3/10/2016: Version [1.2.3](https://pypi.python.org/pypi/netCDF4/1.2.3) released. Various bug fixes.
All text attributes in ``NETCDF4`` formatted files are now written as type ``NC_CHAR``, unless they contain unicode characters that
cannot be encoded in ascii, in which case they are written as ``NC_STRING``.  Previously,
all unicode strings were written as ``NC_STRING``. This change preserves compatibility
with clients, like Matlab, that can't deal with ``NC_STRING`` attributes. 
A ``setncattr_string`` method was added to force attributes to be written as ``NC_STRING``.

1/1/2016: Version [1.2.2](https://pypi.python.org/pypi/netCDF4/1.2.2) released. Mostly bugfixes, but with two new features.

* support for the new ``NETCDF3_64BIT_DATA`` format introduced in netcdf-c 4.4.0.
Similar to ``NETCDF3_64BIT`` (now ``NETCDF3_64BIT_OFFSET``), but includes
64 bit dimension sizes (> 2 billion), plus unsigned and 64 bit integer data types.
Uses the classic (netcdf-3) data model, and does not use HDF5 as the underlying storage format.

* Dimension objects now have a ``size`` attribute, which is the current length
of the dimension (same as invoking ``len`` on the Dimension instance).

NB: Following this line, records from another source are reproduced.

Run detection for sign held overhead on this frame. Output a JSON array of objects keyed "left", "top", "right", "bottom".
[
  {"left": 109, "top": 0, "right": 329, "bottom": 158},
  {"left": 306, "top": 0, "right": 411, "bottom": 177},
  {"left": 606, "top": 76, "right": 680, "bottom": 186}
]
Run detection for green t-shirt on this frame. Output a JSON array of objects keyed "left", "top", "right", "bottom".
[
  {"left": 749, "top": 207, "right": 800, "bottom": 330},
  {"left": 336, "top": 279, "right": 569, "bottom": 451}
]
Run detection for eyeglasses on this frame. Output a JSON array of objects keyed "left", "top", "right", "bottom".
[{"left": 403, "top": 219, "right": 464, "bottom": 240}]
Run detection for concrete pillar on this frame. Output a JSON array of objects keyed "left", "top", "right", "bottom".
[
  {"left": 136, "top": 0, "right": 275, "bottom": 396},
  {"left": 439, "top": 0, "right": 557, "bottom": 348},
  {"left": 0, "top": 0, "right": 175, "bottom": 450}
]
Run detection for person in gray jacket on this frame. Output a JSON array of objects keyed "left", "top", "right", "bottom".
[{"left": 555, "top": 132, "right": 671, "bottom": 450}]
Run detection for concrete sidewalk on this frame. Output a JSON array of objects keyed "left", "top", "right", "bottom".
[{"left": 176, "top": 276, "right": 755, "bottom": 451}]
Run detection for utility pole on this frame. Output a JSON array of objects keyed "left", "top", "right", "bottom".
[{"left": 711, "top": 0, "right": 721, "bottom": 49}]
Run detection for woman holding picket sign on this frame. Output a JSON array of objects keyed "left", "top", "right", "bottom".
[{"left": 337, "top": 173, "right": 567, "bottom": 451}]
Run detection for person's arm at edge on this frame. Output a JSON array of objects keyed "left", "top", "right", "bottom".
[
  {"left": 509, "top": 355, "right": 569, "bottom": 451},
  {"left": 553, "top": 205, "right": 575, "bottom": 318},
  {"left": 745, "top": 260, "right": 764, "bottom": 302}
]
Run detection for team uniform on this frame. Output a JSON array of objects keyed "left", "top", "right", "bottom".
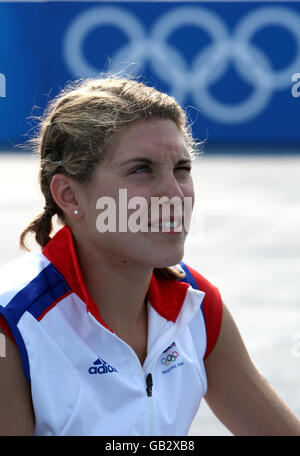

The minimum required python version has now been increased from 2.5 to 2.6.

10/15/2015: Version [1.2.1](https://pypi.python.org/pypi/netCDF4/1.2.1) released. Adds the ability
to slice Variables with unsorted integer sequences, and integer sequences with duplicates.

9/23/2015: Version [1.2.0](https://pypi.python.org/pypi/netCDF4/1.2.0) released. New features:

* [get_variables_by_attributes](http://unidata.github.io/netcdf4-python/#netCDF4.Dataset.get_variables_by_attributes) 
``Dataset`` and ``Group`` method for retrieving variables that have matching attributes.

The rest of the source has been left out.